Yes, we have the resources, the staff and the budget. More importantly, we came up with a much scientifically reliable approach.
We’ve learned through thousands and thousands of hours of experimentation that there is no reliable way to predict which pressings will have the best sound for any given album.
The impossibility of predicting the sound of records is one which we learned to accept as axiomatic. As a born skeptic, this was never difficult for me. Early on in my audio career, sometime in the ’80s, I realized it was self-evident.
The solution we put into practice given the chaotic nature of records mainly comprised these four elements:
- We stopped pretending to know something that can’t be known.
- We stopped relying on theories proven to have virtually no predictive effect.
- We stopped relying on the experts and so-called authorities.
- We stopped assuming and speculating and, importantly, we stopped worrying about getting it wrong.
What remained was the simplest approach to any problem ever devised. One that could be taught in a high school science class, if high school science classes were run for the benefit of skeptical record collectors.
- Guess what pressings might be good for a given album and buy some of those pressings.
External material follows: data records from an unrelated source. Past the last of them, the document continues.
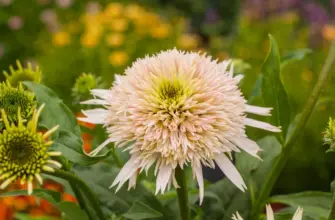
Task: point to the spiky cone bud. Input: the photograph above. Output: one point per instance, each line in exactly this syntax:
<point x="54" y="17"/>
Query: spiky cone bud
<point x="24" y="151"/>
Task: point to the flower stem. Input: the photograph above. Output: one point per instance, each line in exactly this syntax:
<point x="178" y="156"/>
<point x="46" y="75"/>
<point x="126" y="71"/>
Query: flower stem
<point x="81" y="200"/>
<point x="81" y="184"/>
<point x="332" y="211"/>
<point x="182" y="194"/>
<point x="281" y="161"/>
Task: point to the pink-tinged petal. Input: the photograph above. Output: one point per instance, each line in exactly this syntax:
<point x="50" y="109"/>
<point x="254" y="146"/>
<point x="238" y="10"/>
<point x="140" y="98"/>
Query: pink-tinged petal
<point x="197" y="170"/>
<point x="163" y="178"/>
<point x="249" y="146"/>
<point x="127" y="171"/>
<point x="237" y="216"/>
<point x="261" y="125"/>
<point x="230" y="171"/>
<point x="94" y="102"/>
<point x="258" y="110"/>
<point x="101" y="93"/>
- Clean them up, play them and see if your guess about the sound of the pressing turns out to be less true or more true.
- Repeat steps one through three until you find a pressing that sounds better than all the others.
- Get hold of as many of those as you can and play them against each other in a shootout.
- Continue to make other guesses and buy other pressings to play against the pressing you believe to be the best.
- Keep making improvements to your playback system and never stop testing as many records as possible.
That’s it. Nothing to it. It all comes down to experimenting at scale.
Edison is said to have failed 10,000 times before inventing a light bulb that was suitable.
Most audiophiles do not have the time and money, not to say patience, needed to fail again and again this way.
For us, having a full-time staff of ten and a rather large record buying budget, failures are just part of the job. Our successes pay for them, which is why our prices are as high as they are.
We don’t make a dime from writing about records that don’t sound good to us. We review them as a service to the audiophile community. We buy them and play them so that you can learn from our mistakes.
Further Reading
That’s a shame. “Monk’s Music” is my favorite Monk album. I know that it was recorded simultaneously in stereo and mono with different microphones placed in different parts of the studio, so the mono and stereo mixes sound very different from one another. Maybe the late 70s Gateway reissues are worth a try?
Jonathan,
I think we are done with it, but if you want to give some pressings a try, feel free and be sure to let us know what you find.